Hm, one potential problem with that third option: I think the Twisted egg comes from the source directory (is it used as a
setup_requires=
? or was that a workaround for some dependency's packaging bug?), and doesn't seem to be installed toegginstdir
along with everything else. So without a PYTHONPATH that points back to the source dir, this might not work. Haven't tried it yet.Indeed that failed, as it couldn't find the Twisted egg.
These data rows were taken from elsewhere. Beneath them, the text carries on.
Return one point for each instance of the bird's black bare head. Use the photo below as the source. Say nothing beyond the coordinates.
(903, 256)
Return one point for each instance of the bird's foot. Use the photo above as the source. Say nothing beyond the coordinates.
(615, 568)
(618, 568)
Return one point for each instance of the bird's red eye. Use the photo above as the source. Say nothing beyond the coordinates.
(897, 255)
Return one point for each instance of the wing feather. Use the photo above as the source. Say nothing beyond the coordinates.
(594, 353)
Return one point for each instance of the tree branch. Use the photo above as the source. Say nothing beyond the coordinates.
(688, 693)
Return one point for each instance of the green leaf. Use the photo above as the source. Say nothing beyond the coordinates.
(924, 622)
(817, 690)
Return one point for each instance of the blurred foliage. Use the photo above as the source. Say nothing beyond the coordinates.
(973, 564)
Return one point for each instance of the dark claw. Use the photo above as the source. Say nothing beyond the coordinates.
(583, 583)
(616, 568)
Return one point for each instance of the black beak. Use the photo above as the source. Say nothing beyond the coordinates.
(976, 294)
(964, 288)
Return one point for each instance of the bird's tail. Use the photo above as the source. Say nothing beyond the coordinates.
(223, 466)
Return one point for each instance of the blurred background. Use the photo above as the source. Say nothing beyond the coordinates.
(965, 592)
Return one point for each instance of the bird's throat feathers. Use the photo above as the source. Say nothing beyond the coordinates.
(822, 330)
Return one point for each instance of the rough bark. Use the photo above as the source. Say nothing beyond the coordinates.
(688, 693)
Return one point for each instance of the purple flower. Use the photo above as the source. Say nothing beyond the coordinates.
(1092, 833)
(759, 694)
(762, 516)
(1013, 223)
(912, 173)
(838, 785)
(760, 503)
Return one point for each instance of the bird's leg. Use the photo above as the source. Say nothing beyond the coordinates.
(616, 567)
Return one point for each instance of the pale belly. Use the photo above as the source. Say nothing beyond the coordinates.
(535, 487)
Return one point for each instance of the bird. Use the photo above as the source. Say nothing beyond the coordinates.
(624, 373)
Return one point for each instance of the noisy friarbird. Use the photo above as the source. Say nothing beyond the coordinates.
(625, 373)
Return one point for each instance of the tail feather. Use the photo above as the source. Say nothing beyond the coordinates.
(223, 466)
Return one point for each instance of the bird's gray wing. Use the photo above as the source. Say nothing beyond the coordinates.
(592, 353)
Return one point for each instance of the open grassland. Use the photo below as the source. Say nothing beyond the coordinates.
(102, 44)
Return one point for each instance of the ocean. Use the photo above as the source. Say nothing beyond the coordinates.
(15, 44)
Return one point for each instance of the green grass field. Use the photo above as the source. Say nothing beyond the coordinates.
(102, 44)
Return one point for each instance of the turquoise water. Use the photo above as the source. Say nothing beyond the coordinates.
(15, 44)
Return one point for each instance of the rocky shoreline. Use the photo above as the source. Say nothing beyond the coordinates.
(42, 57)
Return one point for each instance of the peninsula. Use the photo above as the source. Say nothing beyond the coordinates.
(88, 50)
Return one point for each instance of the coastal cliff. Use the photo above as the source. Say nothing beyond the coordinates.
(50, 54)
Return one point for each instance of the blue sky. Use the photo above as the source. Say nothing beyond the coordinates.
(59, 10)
Our setup.py explains why it
setup_requires=
on Twisted (it involves bugs in Nevow packaging). Since removing our dependency on Nevow doesn't sound feasible for this release, I'm going to make the test slightly less realistic and include the Twisted .egg in the PYTHONPATH.I think that bug has been fixed in nevow:
https://github.com/twisted/nevow/issues/7
Cool. I'm hesitant to change our setup.py too much right now, but after the release let's remove that stuff and see what happens.
I've experimented some more, and I don't know why easy_install isn't putting a Twisted egg into the egginstdir. It might have to do with the buildslave using distribute-0.6.10 (I'm using setuptools-12.1 here and it installs a twisted egg when Twisted isn't already installed in /usr/lib). It might be that running easy_install from the source directory, where there's a twisted.egg sitting, might trick it into thinking that twisted is generally available. It might also involve an apparent bug in buildbot, since I see the
InstallToEgg
buildstep is using:but easy_install sees
PYTHONPATH=egginstalldir:
(probably the result of a lazy join..egginstalldir+":"+os.environ.get("PYTHONPATH","")
). The extra colon (or, rather, the empty component once youpp.split(":")
) causes the current directory to be added to the PYTHONPATH. And maybe it's somehow seeing the twisted .egg there, so not bothering to install a new one into the install dir.I'm going to try doing the install from a temporary directory, to see if that helps.
Hey, that fixed it. Ok, time to pull out all the temporary debug stuff and make sure it all works.
The tempdir-on-easy_install seems to have fixed it.. the orange buildslaves are turning green. Calling this one fixed.
Replying to zooko:
It has, and removing the workaround will work on Unix. It won't work on Windows, because on Windows we still require an unfixed version of Nevow (because the fixed version depends on Twisted >= 13 and that in turn depends on pywin32).